The orange releases its own natural oils as it warms, combining with the eugenol from the cloves to create a repellent that is stronger, longer-lasting, and fills a larger space. It also looks beautiful — and the scent is extraordinary.
This method works particularly well on an outdoor table during an evening meal, or on a windowsill to protect an open room.
Your Ingredient List
- Whole dried cloves — a small handful for the basic burn, forty or more for the orange method
- 1 fresh orange — for the extended method
- A heatproof dish, clay bowl, or piece of aluminium foil
- Matches or a lighter
Where to Use It
Burned near an open window, cloves prevent insects from entering the room entirely. Placed on an outdoor table, they create a protected zone around the entire seating area. Set in the corner of a bedroom for one hour before sleep, they clear the space so thoroughly that most people find they sleep through the night completely undisturbed.
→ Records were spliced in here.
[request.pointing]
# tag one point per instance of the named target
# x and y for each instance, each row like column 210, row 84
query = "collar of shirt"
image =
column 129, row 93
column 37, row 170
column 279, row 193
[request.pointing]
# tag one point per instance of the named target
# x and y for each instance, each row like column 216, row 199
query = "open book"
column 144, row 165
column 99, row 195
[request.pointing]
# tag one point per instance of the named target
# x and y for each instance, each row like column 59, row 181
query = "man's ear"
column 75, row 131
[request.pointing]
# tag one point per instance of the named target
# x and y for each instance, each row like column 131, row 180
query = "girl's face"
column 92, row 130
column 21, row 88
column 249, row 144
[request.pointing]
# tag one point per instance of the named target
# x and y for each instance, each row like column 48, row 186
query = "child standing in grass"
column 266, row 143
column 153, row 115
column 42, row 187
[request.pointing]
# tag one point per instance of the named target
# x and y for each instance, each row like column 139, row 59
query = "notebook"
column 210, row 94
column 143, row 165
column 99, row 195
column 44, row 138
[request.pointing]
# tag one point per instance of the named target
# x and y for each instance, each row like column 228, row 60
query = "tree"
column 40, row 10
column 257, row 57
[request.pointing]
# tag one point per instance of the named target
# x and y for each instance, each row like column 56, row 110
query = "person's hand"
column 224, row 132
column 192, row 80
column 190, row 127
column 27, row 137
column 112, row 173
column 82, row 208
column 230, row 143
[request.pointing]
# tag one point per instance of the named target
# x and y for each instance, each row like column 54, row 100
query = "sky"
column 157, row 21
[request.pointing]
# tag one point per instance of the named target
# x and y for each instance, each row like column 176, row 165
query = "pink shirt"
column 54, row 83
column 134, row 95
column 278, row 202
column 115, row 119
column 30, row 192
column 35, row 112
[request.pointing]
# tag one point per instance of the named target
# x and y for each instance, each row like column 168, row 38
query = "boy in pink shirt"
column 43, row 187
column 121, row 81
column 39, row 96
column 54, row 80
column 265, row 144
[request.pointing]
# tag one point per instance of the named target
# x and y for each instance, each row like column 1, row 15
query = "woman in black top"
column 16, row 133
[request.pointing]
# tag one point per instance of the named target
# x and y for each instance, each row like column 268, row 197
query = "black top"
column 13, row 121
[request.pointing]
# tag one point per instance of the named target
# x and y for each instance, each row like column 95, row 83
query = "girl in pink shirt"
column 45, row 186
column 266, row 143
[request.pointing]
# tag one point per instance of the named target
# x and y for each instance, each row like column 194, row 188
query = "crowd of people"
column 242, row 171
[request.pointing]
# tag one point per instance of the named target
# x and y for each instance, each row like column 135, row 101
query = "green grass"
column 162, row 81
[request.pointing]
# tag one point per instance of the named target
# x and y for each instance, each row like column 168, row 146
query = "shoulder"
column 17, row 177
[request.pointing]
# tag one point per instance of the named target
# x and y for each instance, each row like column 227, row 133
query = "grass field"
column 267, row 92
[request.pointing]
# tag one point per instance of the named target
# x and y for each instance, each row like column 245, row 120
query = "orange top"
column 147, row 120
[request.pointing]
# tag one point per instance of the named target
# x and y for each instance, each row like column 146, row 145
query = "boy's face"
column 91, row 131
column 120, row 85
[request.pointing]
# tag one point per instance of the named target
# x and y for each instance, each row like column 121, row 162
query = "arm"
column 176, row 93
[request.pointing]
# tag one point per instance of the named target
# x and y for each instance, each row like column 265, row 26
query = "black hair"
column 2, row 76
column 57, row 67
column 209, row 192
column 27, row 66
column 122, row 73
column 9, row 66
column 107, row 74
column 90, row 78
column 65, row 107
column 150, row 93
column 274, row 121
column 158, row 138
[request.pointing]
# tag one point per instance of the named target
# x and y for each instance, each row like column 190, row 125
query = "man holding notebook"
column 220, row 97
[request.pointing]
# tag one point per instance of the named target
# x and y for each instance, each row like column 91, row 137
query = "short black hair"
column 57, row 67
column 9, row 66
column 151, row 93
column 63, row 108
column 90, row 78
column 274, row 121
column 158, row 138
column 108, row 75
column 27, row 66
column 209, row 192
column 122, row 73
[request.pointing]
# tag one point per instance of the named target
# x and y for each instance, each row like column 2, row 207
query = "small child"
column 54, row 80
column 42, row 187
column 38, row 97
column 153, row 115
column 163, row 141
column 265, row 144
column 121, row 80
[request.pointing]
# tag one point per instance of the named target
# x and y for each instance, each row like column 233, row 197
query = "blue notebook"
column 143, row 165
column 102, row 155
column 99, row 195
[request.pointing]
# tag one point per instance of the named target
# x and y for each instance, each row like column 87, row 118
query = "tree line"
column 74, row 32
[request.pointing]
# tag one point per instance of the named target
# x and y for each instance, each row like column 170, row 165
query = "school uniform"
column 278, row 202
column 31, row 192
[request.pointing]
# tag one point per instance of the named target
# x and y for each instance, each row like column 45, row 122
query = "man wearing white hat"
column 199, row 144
The effect lingers in the air and on soft furnishings for several hours after the cloves stop burning — so the protection continues long after the smoke has cleared.
What to Expect
The first time you try this, you will spend the first twenty minutes slightly sceptical. And then you will notice that the usual humming has stopped. That you have not swatted anything in a while. That the air smells warm and clean rather than chemical and sharp.
By the end of the hour, the room will feel different in a way that is difficult to describe until you have experienced it yourself — calm, clear, and completely free of the small, relentless intrusions that make warm evenings so frustrating.
Used regularly through the warmer months, it becomes one of those habits you cannot imagine having lived without.
One Last Thought
There is something deeply satisfying about solving a problem with something this simple. No trip to the chemist. No expensive gadget. No synthetic chemicals drifting through the air while you eat or sleep.
Just a spice. A flame. One hour.
The mosquitoes will not come. The flies will stay away. And your home will smell, for the rest of the evening, like something warm and wonderful.
That is a rare combination — and it has been sitting in your kitchen the whole time.